I’m 30 now. I remember finishing up a piano lesson last Wednesday and looking over at the clock and seeing it was midnight. That was it; my birthday. The start of a new decade. I suppose in Canada I was still twenty-nine, but in my life in Scotland, I was thirty. I went straight to bed and woke up at 4am to watch the sunrise on Arthur’s Seat. I did that last year too, except there was too much fog and I didn’t see a thing. This year, the sky was glorious. I don’t know if that means anything; I hope it does. I hope it symbolises everything the year ahead will look like. I’m always trying to find hidden meaning in things. Maybe thirty is when you’re supposed to stop doing things like that. Maybe by the time you reach thirty,  you’re supposed to realize that sometimes a sunrise is just a sunrise. 

I remember lying in bed on the eve of my 20th birthday thinking that everything was going to happen to me this decade. And I remember feeling scared and sad because I didn’t know if I was ready for that. In the end, not everything happened to me but a lot of things did. I never made it to Argentina but I made it to a lot of other places. I found love and lost it and found it again. I cried a lot; in my bed, in someone’s arms, at the end of a book, in the visa office in Hong Kong, quietly, loudly, in waves of tears and gentle trickles. I looked out plane windows and cried too, hoping the person next to me couldn’t hear me. 

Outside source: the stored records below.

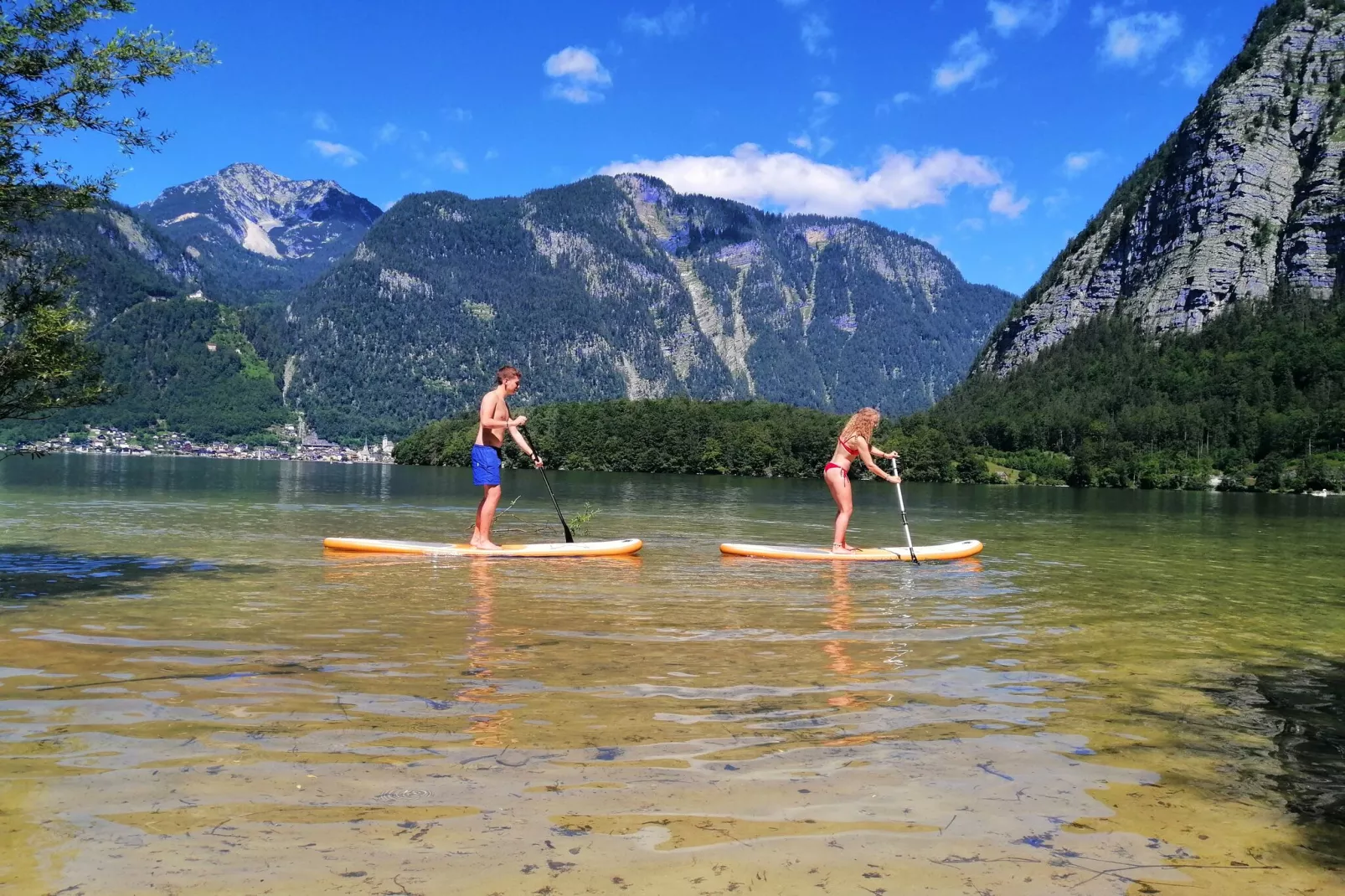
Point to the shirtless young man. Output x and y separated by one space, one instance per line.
486 454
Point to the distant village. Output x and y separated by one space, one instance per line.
295 444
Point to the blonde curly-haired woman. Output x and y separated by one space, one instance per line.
856 440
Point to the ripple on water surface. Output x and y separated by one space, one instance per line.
1074 712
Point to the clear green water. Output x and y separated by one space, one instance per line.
194 698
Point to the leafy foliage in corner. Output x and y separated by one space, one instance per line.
55 80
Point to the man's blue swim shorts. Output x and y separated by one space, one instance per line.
486 466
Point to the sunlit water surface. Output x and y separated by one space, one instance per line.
1126 693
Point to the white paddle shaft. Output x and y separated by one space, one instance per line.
901 503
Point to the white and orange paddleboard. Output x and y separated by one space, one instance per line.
952 550
548 549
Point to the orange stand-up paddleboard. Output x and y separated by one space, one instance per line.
952 550
550 549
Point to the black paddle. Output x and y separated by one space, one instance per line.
569 536
904 523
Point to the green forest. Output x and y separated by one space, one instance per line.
1256 397
157 357
689 436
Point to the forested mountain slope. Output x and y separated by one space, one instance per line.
1243 197
1196 327
155 332
619 287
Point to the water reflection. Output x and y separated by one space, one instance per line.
1038 720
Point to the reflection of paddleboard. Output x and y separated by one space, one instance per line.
952 550
552 549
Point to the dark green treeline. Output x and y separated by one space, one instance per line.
688 436
1255 397
1254 401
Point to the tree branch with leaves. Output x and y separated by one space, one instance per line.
58 78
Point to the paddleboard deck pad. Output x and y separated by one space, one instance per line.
952 550
550 549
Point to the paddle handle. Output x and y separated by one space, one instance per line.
901 503
569 536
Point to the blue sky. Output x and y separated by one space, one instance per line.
993 130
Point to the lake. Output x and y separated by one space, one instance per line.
1126 693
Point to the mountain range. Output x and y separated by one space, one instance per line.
1243 197
373 323
1194 330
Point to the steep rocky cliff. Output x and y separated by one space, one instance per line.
255 232
619 287
1245 195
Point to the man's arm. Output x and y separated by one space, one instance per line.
522 444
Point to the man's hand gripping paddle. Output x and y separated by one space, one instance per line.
569 536
901 503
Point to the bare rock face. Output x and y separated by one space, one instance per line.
1245 195
264 213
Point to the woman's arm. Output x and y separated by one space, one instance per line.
867 456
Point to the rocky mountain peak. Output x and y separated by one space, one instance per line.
1245 195
264 213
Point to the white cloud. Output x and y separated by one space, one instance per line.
1080 162
1002 203
801 184
1194 70
579 75
450 159
1034 15
674 22
1136 38
814 33
966 58
338 152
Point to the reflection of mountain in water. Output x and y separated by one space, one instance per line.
28 572
1309 708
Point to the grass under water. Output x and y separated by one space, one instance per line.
1127 692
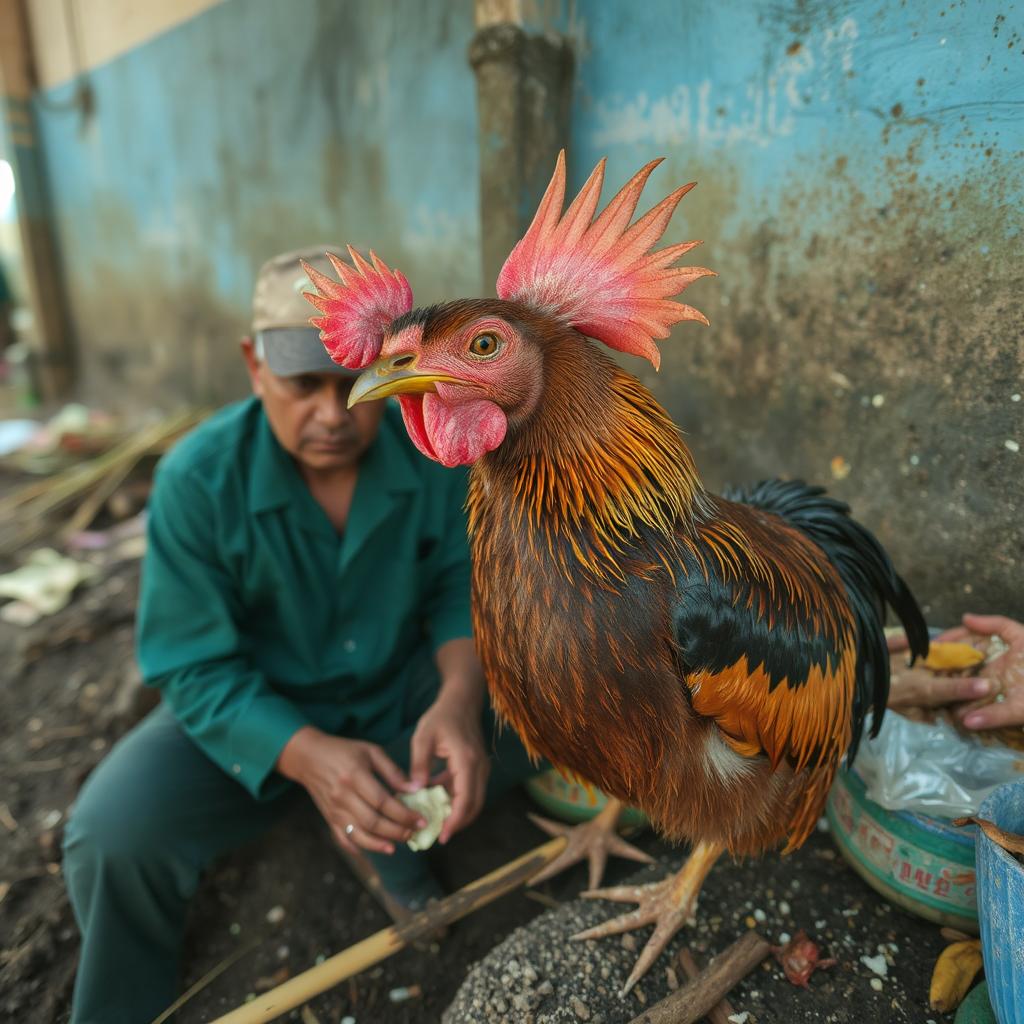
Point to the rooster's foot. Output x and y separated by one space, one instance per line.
668 904
594 840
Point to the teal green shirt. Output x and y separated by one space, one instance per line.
257 619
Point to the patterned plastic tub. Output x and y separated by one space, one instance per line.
923 864
1000 899
570 801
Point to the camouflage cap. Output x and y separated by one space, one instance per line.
281 326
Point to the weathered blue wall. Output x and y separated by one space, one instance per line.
252 128
861 178
860 174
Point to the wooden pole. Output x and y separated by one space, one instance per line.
387 942
695 998
721 1012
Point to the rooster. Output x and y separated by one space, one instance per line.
708 659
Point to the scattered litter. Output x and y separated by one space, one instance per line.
404 992
800 957
840 468
14 434
51 819
435 805
876 964
42 586
580 1008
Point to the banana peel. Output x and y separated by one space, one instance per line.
954 972
952 656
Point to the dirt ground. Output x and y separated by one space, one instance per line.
69 688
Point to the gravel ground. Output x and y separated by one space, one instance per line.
538 976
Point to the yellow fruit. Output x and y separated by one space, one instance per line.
954 971
952 656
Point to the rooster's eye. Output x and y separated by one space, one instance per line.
483 346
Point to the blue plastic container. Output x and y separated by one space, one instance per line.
1000 904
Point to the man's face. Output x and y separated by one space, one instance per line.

I said the wrong thing or I didn’t say anything at all. I tried not to hurt people but ended up hurting them anyway. I said ‘I’m sorry,’; I said ‘I love you’; I said ‘goodbye’. I said too much and I didn’t say enough. I hurt people and they hurt me too. But I loved people and they loved me too. 

I stayed out too late and came home too early. I gave people too many chances; I didn’t give them a chance at all. I got lost and then somehow found my way, sometimes because people helped me, sometimes because I got lucky, and sometimes because I figured it out on my own. 

I usually feel sad on my birthdays because I feel like I didn’t make the most of things. I was so scared time would pass me by and suddenly I’d be old. I was scared that I would miss out on life, that I’d have so many regrets, that time would keep going and I’d be swept up in it. 

I used to always ask older people what it felt like for them to turn thirty and I don’t remember any of their answers. But to me, something about turning thirty felt peaceful. I don’t feel old and I don’t feel rushed. My apartment is full of bouquets of flowers; it smells like Omi’s garden. There are unopened bottles of champagne and wine to drink one day. The balloons read ‘happy birthday’. It was a happy birthday and I am happy. I think out of everything I’ve done and everything I’ve accomplished, being happy is the thing I’m most proud of.